First published in the March 2010 issue of the Hearing Times
‘A Prophet’ has given French director Jaques Audiard the best reviews of his career, and won this year’s BAFTA for best foreign language film.
Recently I set up a deaf cinema group dedicated to watching subtitled films, so forty of us packed into a central London cinema to see what all the fuss was about.
The last film I saw by Audiard was ‘Read My Lips,’ a thriller with a deaf secretary as it’s heroine. While his depiction of deafness didn’t entirely ring true, it used the deaf theme in a compelling and original way. Interestingly, the best scene in ‘A Prophet’ also uses deafness to dramatic effect.
‘A Prophet’ follows a young man, Malik, who is sentenced to six years in prison, arriving unable to read or write. Soon he falls under the control of a mafia group, and is forced to carry out dangerous jobs on their behalf, ranging from drug trafficking to murder.
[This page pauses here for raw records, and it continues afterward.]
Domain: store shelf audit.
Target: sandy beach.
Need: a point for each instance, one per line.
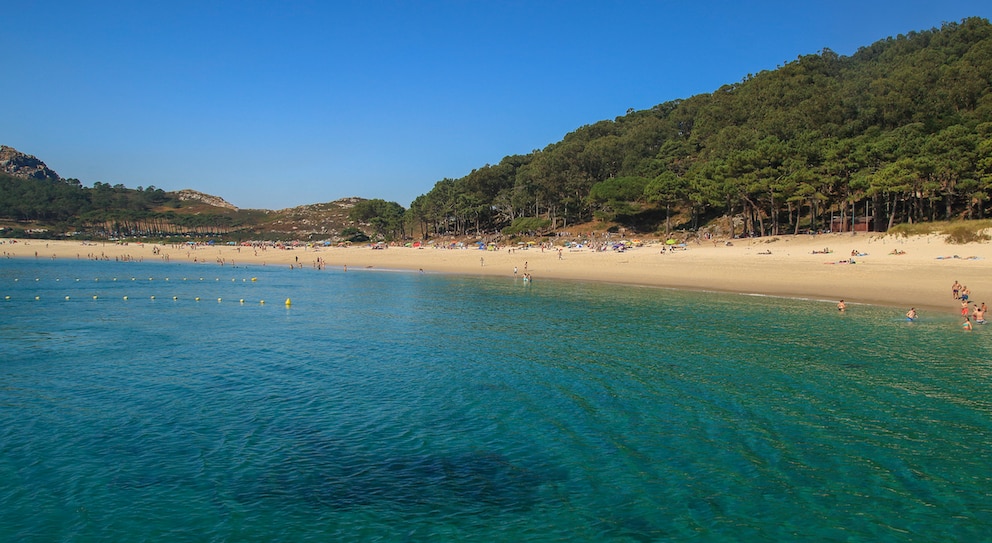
(921, 274)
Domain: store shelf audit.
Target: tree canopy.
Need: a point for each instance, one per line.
(902, 128)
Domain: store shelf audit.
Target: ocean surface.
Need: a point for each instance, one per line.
(394, 406)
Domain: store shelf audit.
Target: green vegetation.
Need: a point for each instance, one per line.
(900, 131)
(897, 134)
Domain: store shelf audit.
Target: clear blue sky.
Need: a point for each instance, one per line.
(277, 104)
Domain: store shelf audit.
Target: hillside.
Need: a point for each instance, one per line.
(898, 132)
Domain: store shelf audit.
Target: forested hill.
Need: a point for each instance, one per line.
(899, 131)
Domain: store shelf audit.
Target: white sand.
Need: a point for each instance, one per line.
(919, 278)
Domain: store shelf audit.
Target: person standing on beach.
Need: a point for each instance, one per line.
(979, 315)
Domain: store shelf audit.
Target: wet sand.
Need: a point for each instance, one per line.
(790, 266)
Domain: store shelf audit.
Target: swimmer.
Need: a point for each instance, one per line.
(979, 315)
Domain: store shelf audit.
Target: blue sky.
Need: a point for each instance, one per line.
(277, 104)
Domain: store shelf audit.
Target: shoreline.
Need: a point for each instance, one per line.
(783, 266)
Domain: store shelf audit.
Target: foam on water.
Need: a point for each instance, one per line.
(418, 407)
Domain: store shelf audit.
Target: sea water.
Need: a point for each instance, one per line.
(395, 406)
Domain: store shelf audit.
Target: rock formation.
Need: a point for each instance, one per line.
(14, 162)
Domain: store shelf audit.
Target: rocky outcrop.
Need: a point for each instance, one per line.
(187, 195)
(14, 162)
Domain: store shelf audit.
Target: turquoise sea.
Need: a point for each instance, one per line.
(394, 406)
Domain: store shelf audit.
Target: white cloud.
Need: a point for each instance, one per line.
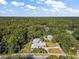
(3, 2)
(7, 11)
(30, 7)
(55, 4)
(17, 3)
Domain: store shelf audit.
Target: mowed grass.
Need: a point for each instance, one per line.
(54, 50)
(27, 48)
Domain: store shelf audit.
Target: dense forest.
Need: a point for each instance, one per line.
(16, 32)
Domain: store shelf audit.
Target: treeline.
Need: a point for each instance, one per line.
(43, 57)
(16, 32)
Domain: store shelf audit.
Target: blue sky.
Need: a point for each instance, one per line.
(39, 7)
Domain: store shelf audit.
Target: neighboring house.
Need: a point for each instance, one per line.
(37, 43)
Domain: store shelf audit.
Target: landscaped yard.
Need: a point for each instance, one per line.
(54, 50)
(27, 48)
(50, 44)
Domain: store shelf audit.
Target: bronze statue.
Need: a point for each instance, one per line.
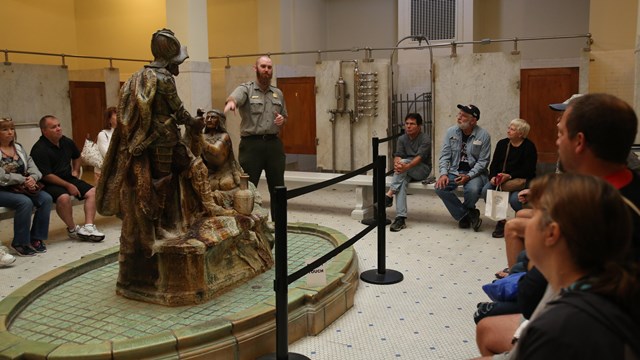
(158, 183)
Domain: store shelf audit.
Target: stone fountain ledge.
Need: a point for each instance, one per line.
(245, 334)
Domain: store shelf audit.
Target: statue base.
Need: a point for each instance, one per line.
(212, 256)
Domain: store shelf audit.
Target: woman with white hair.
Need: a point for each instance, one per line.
(513, 165)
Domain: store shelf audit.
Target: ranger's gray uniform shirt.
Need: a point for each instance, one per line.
(258, 108)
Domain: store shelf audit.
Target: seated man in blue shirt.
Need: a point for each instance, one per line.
(411, 162)
(464, 159)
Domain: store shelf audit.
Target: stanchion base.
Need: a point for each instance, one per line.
(290, 356)
(387, 278)
(371, 221)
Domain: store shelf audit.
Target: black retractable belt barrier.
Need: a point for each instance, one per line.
(282, 280)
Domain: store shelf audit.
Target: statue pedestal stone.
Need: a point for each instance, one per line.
(213, 255)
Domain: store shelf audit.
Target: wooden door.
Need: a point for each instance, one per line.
(88, 103)
(299, 134)
(539, 88)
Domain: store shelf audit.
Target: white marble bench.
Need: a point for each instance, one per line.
(363, 185)
(7, 213)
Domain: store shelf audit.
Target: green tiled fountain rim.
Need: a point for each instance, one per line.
(163, 343)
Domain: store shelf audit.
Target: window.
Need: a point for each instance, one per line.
(436, 19)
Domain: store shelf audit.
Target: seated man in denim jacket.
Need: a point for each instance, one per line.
(464, 159)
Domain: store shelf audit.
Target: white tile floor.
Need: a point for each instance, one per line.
(426, 316)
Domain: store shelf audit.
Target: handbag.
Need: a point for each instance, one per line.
(497, 204)
(515, 184)
(90, 154)
(23, 189)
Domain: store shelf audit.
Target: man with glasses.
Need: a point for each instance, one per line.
(411, 162)
(464, 160)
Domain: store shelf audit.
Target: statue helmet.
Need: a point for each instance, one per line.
(166, 49)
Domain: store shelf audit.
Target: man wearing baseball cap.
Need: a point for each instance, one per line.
(464, 159)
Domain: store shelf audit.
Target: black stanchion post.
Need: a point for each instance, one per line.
(382, 275)
(280, 284)
(375, 143)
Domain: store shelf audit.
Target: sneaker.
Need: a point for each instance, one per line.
(73, 234)
(398, 224)
(90, 232)
(24, 250)
(474, 219)
(38, 246)
(498, 232)
(464, 222)
(388, 201)
(6, 258)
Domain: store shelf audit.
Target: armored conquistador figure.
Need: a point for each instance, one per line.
(182, 241)
(160, 174)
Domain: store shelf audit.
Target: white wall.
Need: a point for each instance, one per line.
(31, 91)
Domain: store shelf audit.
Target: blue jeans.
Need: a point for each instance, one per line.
(472, 189)
(516, 205)
(23, 206)
(399, 184)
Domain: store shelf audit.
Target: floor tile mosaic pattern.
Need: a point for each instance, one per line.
(426, 316)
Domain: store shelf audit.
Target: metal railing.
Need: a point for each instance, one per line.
(63, 57)
(368, 51)
(453, 45)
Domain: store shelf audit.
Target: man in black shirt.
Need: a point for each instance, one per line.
(58, 158)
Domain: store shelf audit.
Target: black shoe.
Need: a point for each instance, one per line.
(38, 246)
(24, 250)
(464, 222)
(499, 230)
(388, 201)
(398, 224)
(474, 219)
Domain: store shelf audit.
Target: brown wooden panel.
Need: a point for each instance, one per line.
(299, 134)
(88, 103)
(539, 88)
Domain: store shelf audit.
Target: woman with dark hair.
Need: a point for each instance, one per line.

Gradually Malik learns how to assert not only his independence, but a growing power, as he finds a way to control and manipulate the elements around him without succumbing to them, becoming the ‘prophet’ the title suggests.
Malik is quiet, and gives very little away, yet Tahar Rahim plays him with a remarkable magnetism, in a role that has rightly made him a star.
In one breathtaking scene, Malik goes temporarily deaf during a shoot-out. Audiard’s use of super slow-motion and complete silence takes the breath away; conveying a sense of chaos yet serenity as bullets fly all around him as he crouches in a car.
Though one or two members of the film group found it over long, (and went home for dinner!) everyone else loved the film, including me. I watched the film in a constant state of anxiety, and I mean that in a positive way!
My one criticism is that at times Malik’s journey seemed a little too easy. Everything he wants falls seems to fall neatly into his path, and I’d have liked to have seen him go through a little more hardship on the way.
Despite that minor gripe, I believe this story of a prisoner’s rise from a nobody to a somebody will be be regarded as a cinematic classic in years to come.